Our archives has been offered over 15TB of digital photography, which we are motivated to take. Here are some of the pertinent details:
- The files consistently include two versions of every image:
- A RAW file in Nikon's proprietary NEF format
- A high-quality JPG, which include some minor editing by the photographers (contrast, color, etc., adjustments). A typical JPG that I was sent as a sample is 8MB.
- The images are of interest for their content, not their artistic merit. These are the event photographs, official portraits, campus shots, etc. that are familiar to any institutional archives. Important elements of our institutional history, but generally not of artistic or scientific interest.
- We anticipate that this is just the first of what will be an ongoing series of accessions; we will probably be adding over a TB per year with the current formats.
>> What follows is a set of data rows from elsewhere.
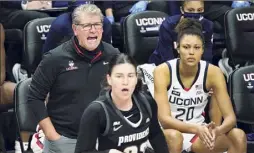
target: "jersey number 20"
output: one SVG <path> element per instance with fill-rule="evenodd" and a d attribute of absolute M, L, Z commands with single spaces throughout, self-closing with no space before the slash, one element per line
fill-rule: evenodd
<path fill-rule="evenodd" d="M 181 116 L 186 116 L 185 120 L 189 121 L 193 119 L 194 116 L 194 107 L 189 107 L 187 109 L 184 108 L 177 108 L 177 111 L 180 112 L 180 114 L 176 115 L 176 119 L 182 120 Z"/>
<path fill-rule="evenodd" d="M 140 147 L 138 146 L 129 146 L 124 149 L 124 153 L 139 153 L 139 152 L 145 152 L 145 148 L 147 147 L 147 141 L 142 143 Z"/>

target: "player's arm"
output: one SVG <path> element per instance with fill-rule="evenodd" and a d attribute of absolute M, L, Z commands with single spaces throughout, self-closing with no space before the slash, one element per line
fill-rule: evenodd
<path fill-rule="evenodd" d="M 218 127 L 218 134 L 225 134 L 236 124 L 233 106 L 227 92 L 226 81 L 221 70 L 213 65 L 208 68 L 207 87 L 213 89 L 219 109 L 223 116 L 223 122 Z"/>
<path fill-rule="evenodd" d="M 0 24 L 0 86 L 4 83 L 5 80 L 5 33 L 2 24 Z"/>
<path fill-rule="evenodd" d="M 149 98 L 152 109 L 152 119 L 149 127 L 149 141 L 155 152 L 168 153 L 168 146 L 158 121 L 158 107 L 153 98 Z"/>
<path fill-rule="evenodd" d="M 158 106 L 158 118 L 164 129 L 176 129 L 183 133 L 197 134 L 198 126 L 184 123 L 171 116 L 167 87 L 170 84 L 170 72 L 166 63 L 154 70 L 154 98 Z"/>
<path fill-rule="evenodd" d="M 102 106 L 90 104 L 81 118 L 75 153 L 110 153 L 110 150 L 96 150 L 97 138 L 105 128 L 106 115 Z"/>

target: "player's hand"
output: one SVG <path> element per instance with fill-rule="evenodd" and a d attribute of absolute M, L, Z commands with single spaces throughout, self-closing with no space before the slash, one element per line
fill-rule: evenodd
<path fill-rule="evenodd" d="M 46 135 L 47 140 L 51 140 L 51 141 L 57 141 L 59 140 L 61 137 L 61 135 L 59 135 L 57 132 L 52 132 L 49 135 Z"/>
<path fill-rule="evenodd" d="M 116 150 L 116 149 L 110 149 L 109 153 L 123 153 L 123 152 Z"/>
<path fill-rule="evenodd" d="M 220 135 L 218 126 L 216 126 L 216 124 L 214 122 L 211 122 L 207 125 L 207 127 L 208 127 L 210 133 L 212 134 L 213 141 L 215 143 L 216 138 Z"/>
<path fill-rule="evenodd" d="M 210 150 L 214 148 L 213 136 L 208 129 L 208 125 L 200 125 L 198 127 L 198 136 L 203 144 Z"/>

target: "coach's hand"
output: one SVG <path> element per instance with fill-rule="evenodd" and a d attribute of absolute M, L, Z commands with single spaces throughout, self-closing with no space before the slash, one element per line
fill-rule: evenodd
<path fill-rule="evenodd" d="M 203 144 L 210 150 L 213 149 L 214 147 L 214 141 L 213 141 L 213 136 L 210 133 L 208 125 L 200 125 L 198 127 L 198 136 L 199 139 L 203 142 Z"/>
<path fill-rule="evenodd" d="M 116 150 L 116 149 L 110 149 L 109 153 L 123 153 L 123 152 Z"/>
<path fill-rule="evenodd" d="M 57 132 L 52 132 L 51 134 L 46 135 L 47 140 L 56 141 L 59 140 L 61 135 Z"/>
<path fill-rule="evenodd" d="M 213 141 L 215 143 L 216 138 L 220 135 L 219 128 L 214 122 L 211 122 L 207 125 L 210 133 L 212 134 Z"/>

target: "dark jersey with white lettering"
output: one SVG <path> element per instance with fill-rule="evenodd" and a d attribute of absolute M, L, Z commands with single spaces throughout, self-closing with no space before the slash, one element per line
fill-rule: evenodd
<path fill-rule="evenodd" d="M 134 105 L 131 109 L 132 113 L 128 116 L 124 116 L 124 113 L 118 110 L 111 100 L 104 101 L 108 117 L 105 133 L 99 138 L 99 150 L 110 147 L 126 153 L 144 152 L 149 135 L 151 108 L 145 98 L 142 101 L 137 98 L 133 96 Z M 132 119 L 132 121 L 131 118 L 135 116 L 138 120 Z"/>
<path fill-rule="evenodd" d="M 117 109 L 110 92 L 92 102 L 82 117 L 75 153 L 107 153 L 110 149 L 143 153 L 148 147 L 148 140 L 155 152 L 167 153 L 157 119 L 157 105 L 151 97 L 147 97 L 141 93 L 134 94 L 133 107 L 129 111 Z"/>
<path fill-rule="evenodd" d="M 199 62 L 193 84 L 186 89 L 179 75 L 179 59 L 166 63 L 170 69 L 168 99 L 172 116 L 183 122 L 203 123 L 205 118 L 202 113 L 208 102 L 208 91 L 205 84 L 209 64 L 202 60 Z"/>

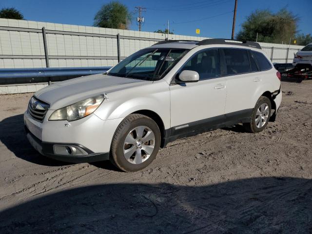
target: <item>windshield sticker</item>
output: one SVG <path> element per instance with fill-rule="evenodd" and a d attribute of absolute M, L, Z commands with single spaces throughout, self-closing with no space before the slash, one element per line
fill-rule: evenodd
<path fill-rule="evenodd" d="M 175 59 L 171 57 L 170 56 L 168 56 L 167 57 L 165 57 L 165 56 L 162 56 L 159 59 L 159 60 L 164 60 L 164 58 L 165 59 L 165 61 L 174 61 L 175 60 Z"/>

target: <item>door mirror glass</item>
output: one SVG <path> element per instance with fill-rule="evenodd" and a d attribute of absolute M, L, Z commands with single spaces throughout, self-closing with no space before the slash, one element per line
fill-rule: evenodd
<path fill-rule="evenodd" d="M 197 82 L 199 80 L 199 75 L 195 71 L 185 70 L 179 75 L 179 79 L 185 82 Z"/>

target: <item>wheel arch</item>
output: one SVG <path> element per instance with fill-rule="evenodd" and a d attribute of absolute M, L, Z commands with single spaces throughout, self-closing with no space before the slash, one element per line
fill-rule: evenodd
<path fill-rule="evenodd" d="M 165 138 L 166 137 L 166 130 L 165 129 L 165 125 L 161 119 L 161 117 L 156 112 L 150 110 L 140 110 L 135 111 L 131 114 L 140 114 L 148 117 L 154 120 L 156 124 L 158 125 L 160 131 L 160 136 L 161 142 L 160 142 L 160 147 L 162 148 L 165 145 Z"/>
<path fill-rule="evenodd" d="M 261 96 L 266 97 L 270 99 L 270 101 L 271 102 L 271 110 L 272 109 L 274 110 L 274 113 L 273 113 L 273 115 L 272 115 L 270 117 L 269 121 L 274 121 L 275 115 L 276 112 L 276 105 L 275 103 L 275 101 L 274 101 L 274 100 L 272 98 L 272 94 L 270 91 L 266 91 L 262 94 Z"/>

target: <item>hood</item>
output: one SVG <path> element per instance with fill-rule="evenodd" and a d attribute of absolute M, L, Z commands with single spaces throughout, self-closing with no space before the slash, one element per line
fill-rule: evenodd
<path fill-rule="evenodd" d="M 104 92 L 109 98 L 112 92 L 152 82 L 96 74 L 58 82 L 40 89 L 34 96 L 50 104 L 50 110 L 57 110 Z"/>

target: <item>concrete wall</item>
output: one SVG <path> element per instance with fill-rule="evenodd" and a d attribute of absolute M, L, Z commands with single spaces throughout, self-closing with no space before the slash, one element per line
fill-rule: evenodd
<path fill-rule="evenodd" d="M 144 39 L 120 39 L 120 56 L 127 57 L 137 50 L 150 46 L 157 41 L 164 39 L 165 35 L 159 33 L 124 30 L 84 26 L 19 20 L 0 19 L 0 68 L 45 67 L 42 58 L 20 58 L 19 56 L 44 55 L 41 33 L 6 30 L 3 27 L 14 27 L 70 32 L 88 33 L 116 37 L 120 36 L 143 38 Z M 170 35 L 172 39 L 201 40 L 206 38 L 181 35 Z M 149 40 L 150 39 L 150 40 Z M 155 40 L 156 39 L 156 40 Z M 97 37 L 47 34 L 50 67 L 79 67 L 113 66 L 117 62 L 116 38 Z M 10 58 L 3 56 L 11 56 Z M 64 57 L 53 59 L 54 56 Z M 19 56 L 20 57 L 21 56 Z M 88 57 L 81 59 L 75 57 Z M 103 58 L 98 57 L 110 57 Z M 67 58 L 66 58 L 67 57 Z M 92 58 L 95 57 L 95 58 Z"/>
<path fill-rule="evenodd" d="M 0 68 L 46 67 L 42 27 L 48 32 L 46 36 L 51 67 L 116 65 L 117 34 L 120 36 L 121 58 L 163 40 L 166 36 L 148 32 L 0 19 Z M 83 34 L 86 33 L 93 34 Z M 71 35 L 75 34 L 80 35 Z M 196 40 L 207 38 L 176 35 L 169 37 L 170 39 Z M 303 48 L 259 44 L 273 62 L 291 62 L 293 53 Z M 36 92 L 46 85 L 47 83 L 0 85 L 0 94 Z"/>
<path fill-rule="evenodd" d="M 119 34 L 121 37 L 142 38 L 142 39 L 121 38 L 121 57 L 128 56 L 140 49 L 150 46 L 157 42 L 155 40 L 163 39 L 165 37 L 164 34 L 148 32 L 0 19 L 0 68 L 45 67 L 46 66 L 42 34 L 9 31 L 5 30 L 7 27 L 39 30 L 45 27 L 47 30 L 64 32 L 88 33 L 114 37 Z M 170 36 L 171 39 L 200 40 L 207 38 Z M 117 63 L 116 38 L 49 33 L 47 34 L 47 40 L 51 67 L 113 66 Z M 288 45 L 260 44 L 269 56 L 271 54 L 272 47 L 274 47 L 273 57 L 274 62 L 286 62 Z M 289 62 L 292 60 L 293 52 L 296 52 L 302 47 L 290 46 Z M 54 58 L 55 57 L 62 58 Z M 81 57 L 84 58 L 79 58 Z"/>

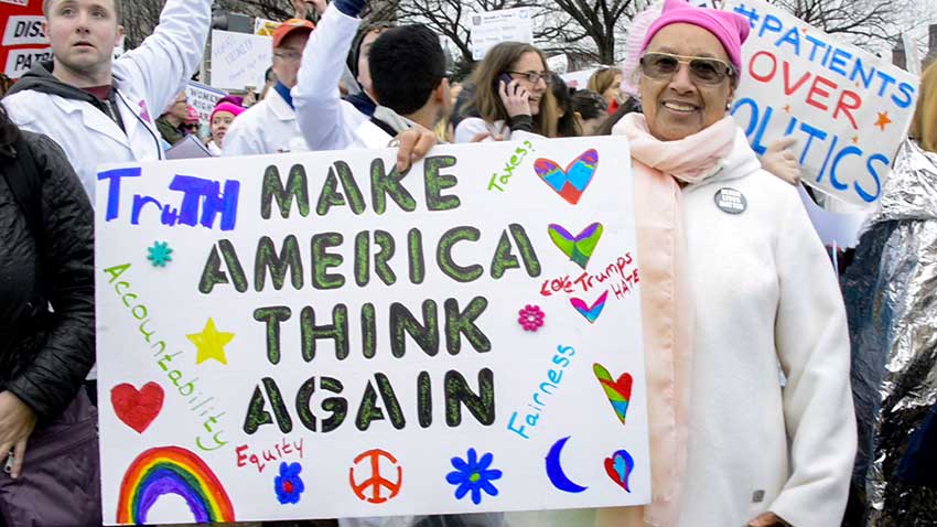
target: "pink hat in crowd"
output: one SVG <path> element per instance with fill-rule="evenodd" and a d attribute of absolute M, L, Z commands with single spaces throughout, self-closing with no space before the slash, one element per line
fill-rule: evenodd
<path fill-rule="evenodd" d="M 312 30 L 315 29 L 315 24 L 310 22 L 309 20 L 303 19 L 290 19 L 286 22 L 281 23 L 273 30 L 273 49 L 280 47 L 280 44 L 283 43 L 283 39 L 293 34 L 294 32 L 301 33 L 312 33 Z"/>
<path fill-rule="evenodd" d="M 742 71 L 742 43 L 748 37 L 748 22 L 729 11 L 694 8 L 686 0 L 665 0 L 664 12 L 647 30 L 644 43 L 640 45 L 642 53 L 647 50 L 647 45 L 658 31 L 679 23 L 697 25 L 712 33 L 722 43 L 732 65 L 737 71 Z"/>
<path fill-rule="evenodd" d="M 647 29 L 660 18 L 664 2 L 655 2 L 637 13 L 628 24 L 628 37 L 625 39 L 625 61 L 622 63 L 622 92 L 632 97 L 640 97 L 635 73 L 640 65 L 642 44 Z"/>
<path fill-rule="evenodd" d="M 186 112 L 185 122 L 189 122 L 189 123 L 198 122 L 198 110 L 196 110 L 195 107 L 190 106 L 190 107 L 185 108 L 185 112 Z"/>
<path fill-rule="evenodd" d="M 212 117 L 208 118 L 208 122 L 214 121 L 215 120 L 215 114 L 217 114 L 219 111 L 227 111 L 228 114 L 231 114 L 233 116 L 237 117 L 237 116 L 244 114 L 244 110 L 245 110 L 245 108 L 243 108 L 240 106 L 233 105 L 230 103 L 220 103 L 218 106 L 215 107 L 214 110 L 212 110 Z"/>

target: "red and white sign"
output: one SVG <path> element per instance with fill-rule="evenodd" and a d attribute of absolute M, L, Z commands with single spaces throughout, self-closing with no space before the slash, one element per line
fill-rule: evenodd
<path fill-rule="evenodd" d="M 0 64 L 8 77 L 20 78 L 36 62 L 52 58 L 42 20 L 42 0 L 0 0 Z"/>

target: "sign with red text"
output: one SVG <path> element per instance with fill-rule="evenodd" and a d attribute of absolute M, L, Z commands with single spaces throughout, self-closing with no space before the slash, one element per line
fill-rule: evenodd
<path fill-rule="evenodd" d="M 396 154 L 100 171 L 106 523 L 649 502 L 624 139 Z"/>
<path fill-rule="evenodd" d="M 732 115 L 762 154 L 794 137 L 804 182 L 849 203 L 879 200 L 907 137 L 918 78 L 762 0 L 724 7 L 748 20 Z"/>
<path fill-rule="evenodd" d="M 534 19 L 530 8 L 499 9 L 470 17 L 472 58 L 481 61 L 488 50 L 502 42 L 534 43 Z"/>
<path fill-rule="evenodd" d="M 185 85 L 185 97 L 189 99 L 189 106 L 195 108 L 195 111 L 198 112 L 198 122 L 205 126 L 211 126 L 208 121 L 212 118 L 212 112 L 215 111 L 215 105 L 226 95 L 228 94 L 220 89 L 195 80 L 190 80 Z"/>
<path fill-rule="evenodd" d="M 0 3 L 0 63 L 3 74 L 20 78 L 36 63 L 52 60 L 42 30 L 42 0 L 4 0 Z"/>
<path fill-rule="evenodd" d="M 212 87 L 245 89 L 263 86 L 273 61 L 270 36 L 212 30 Z"/>

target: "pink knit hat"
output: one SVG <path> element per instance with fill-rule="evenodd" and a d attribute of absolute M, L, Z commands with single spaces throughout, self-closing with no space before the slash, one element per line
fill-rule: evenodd
<path fill-rule="evenodd" d="M 719 11 L 709 8 L 694 8 L 686 2 L 686 0 L 666 0 L 664 2 L 664 12 L 650 28 L 647 30 L 647 35 L 644 37 L 644 43 L 640 45 L 640 51 L 644 53 L 650 40 L 658 31 L 670 24 L 692 24 L 700 26 L 713 34 L 735 68 L 742 71 L 742 43 L 748 37 L 748 22 L 732 12 Z"/>
<path fill-rule="evenodd" d="M 245 110 L 245 108 L 243 108 L 240 106 L 233 105 L 230 103 L 222 103 L 218 106 L 216 106 L 214 110 L 212 110 L 212 117 L 208 118 L 208 122 L 214 121 L 215 120 L 215 114 L 217 114 L 219 111 L 227 111 L 228 114 L 231 114 L 235 117 L 237 117 L 237 116 L 244 114 L 244 110 Z"/>

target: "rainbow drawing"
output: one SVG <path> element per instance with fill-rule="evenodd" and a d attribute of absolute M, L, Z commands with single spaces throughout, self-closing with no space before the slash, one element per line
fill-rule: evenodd
<path fill-rule="evenodd" d="M 158 447 L 138 455 L 120 483 L 117 523 L 147 523 L 147 513 L 160 496 L 185 499 L 195 521 L 234 521 L 234 507 L 222 482 L 194 453 L 179 447 Z"/>

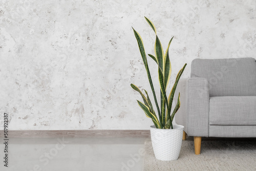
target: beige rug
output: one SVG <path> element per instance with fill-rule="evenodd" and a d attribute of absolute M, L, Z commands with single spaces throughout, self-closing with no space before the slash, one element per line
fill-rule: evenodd
<path fill-rule="evenodd" d="M 143 170 L 256 170 L 256 139 L 205 138 L 201 154 L 194 154 L 191 137 L 182 142 L 177 160 L 156 159 L 150 140 L 145 142 Z"/>

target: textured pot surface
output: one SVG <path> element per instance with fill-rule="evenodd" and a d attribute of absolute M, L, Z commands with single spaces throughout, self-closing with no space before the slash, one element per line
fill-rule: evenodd
<path fill-rule="evenodd" d="M 184 126 L 174 125 L 174 129 L 156 129 L 150 126 L 151 140 L 156 158 L 163 161 L 177 160 L 179 158 Z"/>

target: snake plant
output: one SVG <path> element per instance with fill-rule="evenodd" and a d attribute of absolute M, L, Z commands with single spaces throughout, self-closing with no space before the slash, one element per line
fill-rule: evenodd
<path fill-rule="evenodd" d="M 159 38 L 157 35 L 157 31 L 155 26 L 154 25 L 153 23 L 146 17 L 145 17 L 145 18 L 146 19 L 147 23 L 148 23 L 148 24 L 150 25 L 150 27 L 153 29 L 153 31 L 156 33 L 156 42 L 155 43 L 155 55 L 153 56 L 153 55 L 151 54 L 148 55 L 148 56 L 150 56 L 151 58 L 155 60 L 158 67 L 158 77 L 161 90 L 160 109 L 159 109 L 159 106 L 157 102 L 157 99 L 156 96 L 156 93 L 155 92 L 153 83 L 152 82 L 152 79 L 151 78 L 150 69 L 147 65 L 147 57 L 146 53 L 145 52 L 145 49 L 144 48 L 142 39 L 139 33 L 137 31 L 136 31 L 133 28 L 132 28 L 134 32 L 134 35 L 135 35 L 135 37 L 138 42 L 140 54 L 141 55 L 144 65 L 145 66 L 145 68 L 146 69 L 147 77 L 150 81 L 150 84 L 153 94 L 155 102 L 156 103 L 156 105 L 157 109 L 158 117 L 157 116 L 156 113 L 154 110 L 152 103 L 150 100 L 147 91 L 144 90 L 145 93 L 146 95 L 146 96 L 145 96 L 142 93 L 142 92 L 137 86 L 136 86 L 134 84 L 131 84 L 131 86 L 133 89 L 139 92 L 141 95 L 144 103 L 139 100 L 137 100 L 138 103 L 139 104 L 139 105 L 140 106 L 140 108 L 141 108 L 141 109 L 145 112 L 146 116 L 152 119 L 152 121 L 156 126 L 156 127 L 161 129 L 173 129 L 173 120 L 175 114 L 176 113 L 180 106 L 179 93 L 176 106 L 173 110 L 172 115 L 170 115 L 172 105 L 173 104 L 174 94 L 175 93 L 175 90 L 176 90 L 178 82 L 187 64 L 185 63 L 184 67 L 180 70 L 180 71 L 179 71 L 179 73 L 178 73 L 178 75 L 176 78 L 175 82 L 173 87 L 172 90 L 170 91 L 169 96 L 167 98 L 166 95 L 166 88 L 168 83 L 169 82 L 170 79 L 170 75 L 172 73 L 172 67 L 169 58 L 168 51 L 169 47 L 174 37 L 173 37 L 169 41 L 165 53 L 164 53 L 163 48 L 162 47 L 162 45 L 159 40 Z"/>

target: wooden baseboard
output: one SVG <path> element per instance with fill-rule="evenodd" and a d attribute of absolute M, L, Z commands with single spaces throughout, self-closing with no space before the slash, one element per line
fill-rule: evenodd
<path fill-rule="evenodd" d="M 129 138 L 150 137 L 150 130 L 9 130 L 8 138 Z M 4 137 L 4 131 L 0 131 Z"/>

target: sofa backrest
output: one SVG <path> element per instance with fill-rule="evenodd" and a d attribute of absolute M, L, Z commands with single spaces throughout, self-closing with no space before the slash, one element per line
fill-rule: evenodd
<path fill-rule="evenodd" d="M 256 96 L 256 61 L 253 58 L 195 59 L 191 77 L 209 81 L 210 96 Z"/>

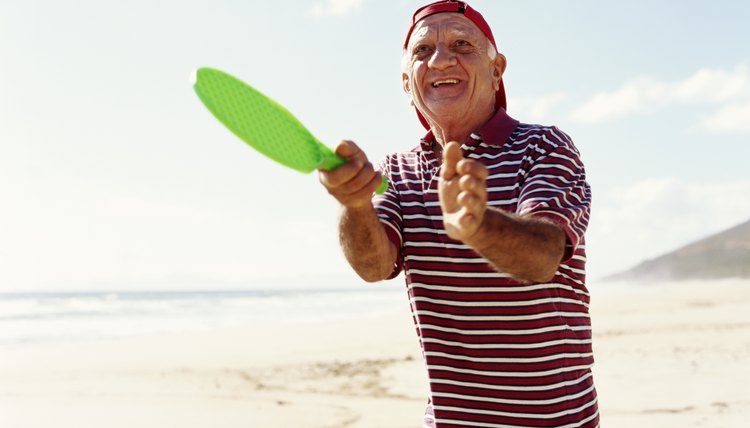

- The metadata for these images is very, very scant. They are organized by shoot, and we may have some basic date and event information, but image-level metadata is limited to what was automatically created by the camera. So there will be, for example, a lot of photographs of people at events, but no identification of who the people are.
- Our library is in the process of building a (probably) Hydra-based Fedora repository that will be used to store these and other born-digital materials. We're thinking this would be a good project to build some of the ingest and preservation functionality around.
So here's a set of questions I'm pondering, and to which I welcome discussion:
- Do we want the NEF files? Heresy, I know, but a question I need to ask since based on some preliminary reading I've done on the subject, it looks safe to estimate that the NEF files make up about 2/3 of the storage space. What would be the potential loss to the archives and to the historical record if we only preserved the JPGs?
- If we take the NEF files, do we convert them immediately to DNG, TIFF or another format?
- What about some kind of heuristically-guided, content-based weeding? In other words, we keep both versions of every image we're keeping, but we are selective about which images we keep. At 15 TB, we would have to develop some really big sorting buckets, but we could make decisions based on event type, keeping only a limited number of shots from portrait sittings, etc. The department is very eager for us to take these and is willing to follow our guidance on how to proceed, and also has student labor to throw at a project if needed.
- 15 TB would be the largest set of materials we've accessioned, by a very long shot. For those of you who work in this scale routinely, what computational or other challenges will this volume pose that we probably haven't encountered before?
I'd appreciate SOPs for libraries/collection managers in this type of situation. Anecdata backed up by canonical sources is acceptable.